Pour ceux qui suivent l’actualité des grands lacs avec assiduité (ou bien la suivent par l’intermédiaire de Liaison-Rwanda), ils pourront se sentir quelque peu dubitatifs sur l’efficacité réelle des rencontres, pourparlers de paix ou négociations " avant cessez le feu " entrepris sous l’égide de l’ONU ou plus souvent sous le patronage de chefs d’état africains. Si certains débouchent sur des accords entraînant quelques réalisations sur le terrain (voir liaison-rwanda n°42), d’autres semblent bégayer. C’est le cas de ceux consacrés au Burundi qui se répètent à l’infini sans trouver d’issu véritable au trop long conflit qui le déchire. Pendant les discussions, les combats continuent. Combats, meurtres, assassinats, répression, qui pour la plupart, voire pour la totalité reste impuni. Et c’est là le problème, le germe intrinsèquement distillé dans la société des pays des grands lacs, l’une des raisons du génocide au Rwanda et des massacres au Burundi ou dans le Kivu. L’impunité.
C’est pourquoi l’enquête en cours sur des massacres commis par l’armée burundaise près de Gitega nous intéresse. Pour la première fois depuis fort longtemps, une commission d’enquête tente de faire la lumière sur un massacre de civils perpétré le 9 septembre en commune d’Itaba près de Gitega suite à une offensive de l’armée burundaise. Rompant avec les habitudes de ce pays, le président burundais Pierre Buyoya, il est vrai quelque peu contraint par une montée au créneau de plusieurs associations de défense des droits de l’homme et la condamnation de ces actes par le conseil de sécurité, a mis en place une commission d’enquête sur les circonstances de ce massacre. Reconnaissant que les 173 civils étaient tombés sous les balles de l’armée, le colonel Augustin Nzabampema, porte-parole de l’armée burundaise, rejetait les responsabilités sur les rebelles du FDD puisque " par complicité ou parce qu’ils avaient été pris en otages par les FDD " ces civils avaient succombé à l’assaut de l’armée. Version contestée par des autorités locales et le président de la commission de droits de l’homme à l’assemblée nationale burundaise signalant que les massacres avaient eu lieu alors qu’aucun autre combat n’était en cours.

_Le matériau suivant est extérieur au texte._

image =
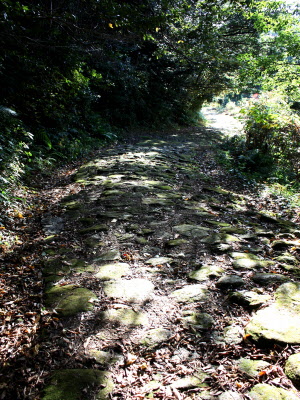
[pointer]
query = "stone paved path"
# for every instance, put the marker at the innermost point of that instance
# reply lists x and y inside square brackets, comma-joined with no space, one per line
[165,278]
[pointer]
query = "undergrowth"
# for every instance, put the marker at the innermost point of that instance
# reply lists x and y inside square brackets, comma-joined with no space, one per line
[268,151]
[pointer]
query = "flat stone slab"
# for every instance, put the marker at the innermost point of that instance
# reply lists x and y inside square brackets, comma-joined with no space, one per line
[190,293]
[248,263]
[230,281]
[190,382]
[200,321]
[192,230]
[69,300]
[69,384]
[159,261]
[134,290]
[109,256]
[105,357]
[206,272]
[230,395]
[238,255]
[263,391]
[265,279]
[94,228]
[125,316]
[112,271]
[251,368]
[233,334]
[249,298]
[155,336]
[292,369]
[281,320]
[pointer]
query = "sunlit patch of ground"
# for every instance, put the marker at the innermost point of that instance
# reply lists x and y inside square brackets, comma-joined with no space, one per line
[225,123]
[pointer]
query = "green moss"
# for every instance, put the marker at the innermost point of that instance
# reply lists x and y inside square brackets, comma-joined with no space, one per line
[72,384]
[69,300]
[264,391]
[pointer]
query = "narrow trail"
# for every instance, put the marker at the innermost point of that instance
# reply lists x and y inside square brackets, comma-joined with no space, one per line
[165,278]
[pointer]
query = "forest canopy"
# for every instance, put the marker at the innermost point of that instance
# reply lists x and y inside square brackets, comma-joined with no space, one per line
[75,69]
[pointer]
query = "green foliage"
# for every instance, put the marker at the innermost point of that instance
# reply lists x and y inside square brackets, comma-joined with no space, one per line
[271,145]
[15,151]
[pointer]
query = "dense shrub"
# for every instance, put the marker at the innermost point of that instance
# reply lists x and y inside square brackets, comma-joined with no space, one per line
[270,147]
[15,143]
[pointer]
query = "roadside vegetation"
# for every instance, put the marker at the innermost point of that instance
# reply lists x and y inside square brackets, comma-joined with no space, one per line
[267,151]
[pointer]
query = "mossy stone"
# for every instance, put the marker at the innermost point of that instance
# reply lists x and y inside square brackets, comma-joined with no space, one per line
[155,336]
[265,279]
[105,357]
[190,382]
[263,391]
[249,298]
[230,395]
[230,281]
[248,263]
[251,368]
[292,369]
[141,240]
[192,230]
[176,242]
[94,228]
[134,290]
[189,294]
[125,316]
[69,300]
[275,323]
[112,271]
[198,320]
[70,384]
[108,256]
[159,261]
[206,272]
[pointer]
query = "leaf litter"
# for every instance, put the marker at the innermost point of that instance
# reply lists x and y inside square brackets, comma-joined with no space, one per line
[36,341]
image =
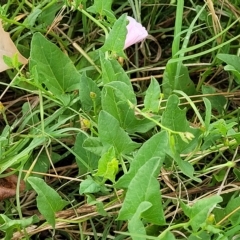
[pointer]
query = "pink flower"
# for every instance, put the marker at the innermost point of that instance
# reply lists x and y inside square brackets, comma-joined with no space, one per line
[136,32]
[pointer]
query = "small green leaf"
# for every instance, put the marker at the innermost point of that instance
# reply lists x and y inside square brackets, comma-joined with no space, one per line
[116,39]
[111,134]
[175,118]
[48,200]
[87,160]
[208,113]
[218,102]
[89,186]
[198,213]
[52,67]
[108,165]
[86,88]
[152,97]
[94,145]
[135,225]
[144,187]
[233,210]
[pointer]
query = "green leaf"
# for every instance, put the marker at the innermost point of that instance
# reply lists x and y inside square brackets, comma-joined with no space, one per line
[43,163]
[49,13]
[152,97]
[87,161]
[183,82]
[113,71]
[218,102]
[175,118]
[233,209]
[48,200]
[208,113]
[144,187]
[115,100]
[52,67]
[232,60]
[94,145]
[10,226]
[116,38]
[154,147]
[111,134]
[135,225]
[198,213]
[87,88]
[108,165]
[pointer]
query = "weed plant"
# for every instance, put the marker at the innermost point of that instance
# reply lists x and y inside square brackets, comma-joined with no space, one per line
[118,144]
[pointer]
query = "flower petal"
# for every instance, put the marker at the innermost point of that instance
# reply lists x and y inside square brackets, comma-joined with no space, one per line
[136,32]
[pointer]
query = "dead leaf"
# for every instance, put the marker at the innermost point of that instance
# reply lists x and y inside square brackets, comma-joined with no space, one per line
[8,186]
[8,48]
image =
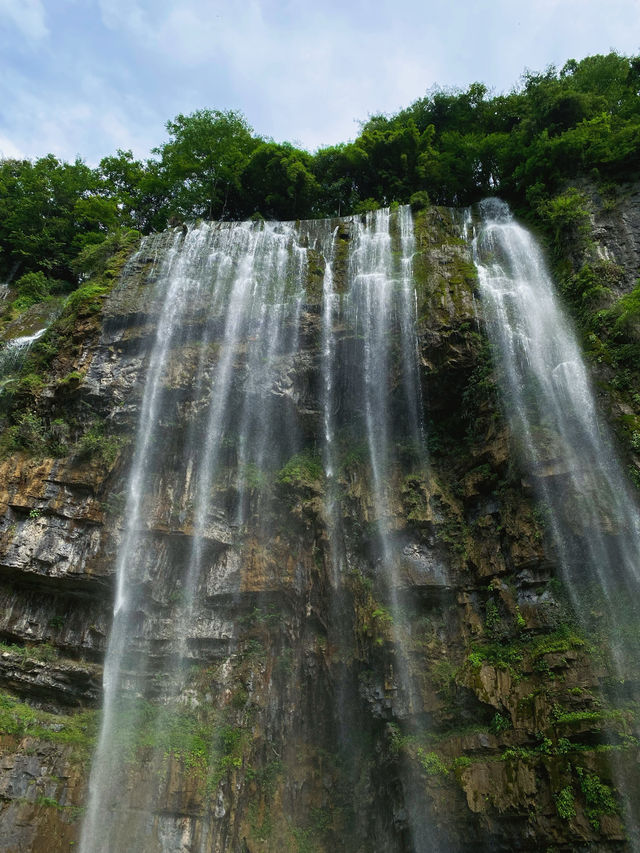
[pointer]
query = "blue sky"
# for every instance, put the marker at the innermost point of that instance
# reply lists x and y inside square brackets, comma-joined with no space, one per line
[85,77]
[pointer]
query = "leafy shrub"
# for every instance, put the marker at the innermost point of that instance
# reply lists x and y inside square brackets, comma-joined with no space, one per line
[565,803]
[32,287]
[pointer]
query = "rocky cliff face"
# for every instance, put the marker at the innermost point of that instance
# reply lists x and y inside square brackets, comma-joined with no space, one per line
[300,732]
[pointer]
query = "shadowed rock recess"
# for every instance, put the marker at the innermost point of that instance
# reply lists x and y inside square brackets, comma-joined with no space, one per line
[314,551]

On peut s’étonner d’attacher autant d’importance à une enquête mise en place sur un massacre qui n’aurait jamais du exister et serait dans la logique des choses dans tout autre endroit du monde. Mais au Burundi comme dans toute la sous-région, ce n’est pas encore l’habitude et l’Etat de droit n’est toujours pas à l’ordre du jour. C’est pourquoi cette initiative, parce qu’elle romps avec des pratiques trop longtemps en vigueur au Burundi mérite une attention particulière. La lutte contre l’impunité et la mise en place d’une justice digne de ce nom est peut être le début d’une solution négociée dans ce pays. Toutefois, restons vigilant, une commission d’enquête est aussi un moyen pour enterrer une affaire encombrante. Gageons que cette fois il sera bien question de justice et de vérité.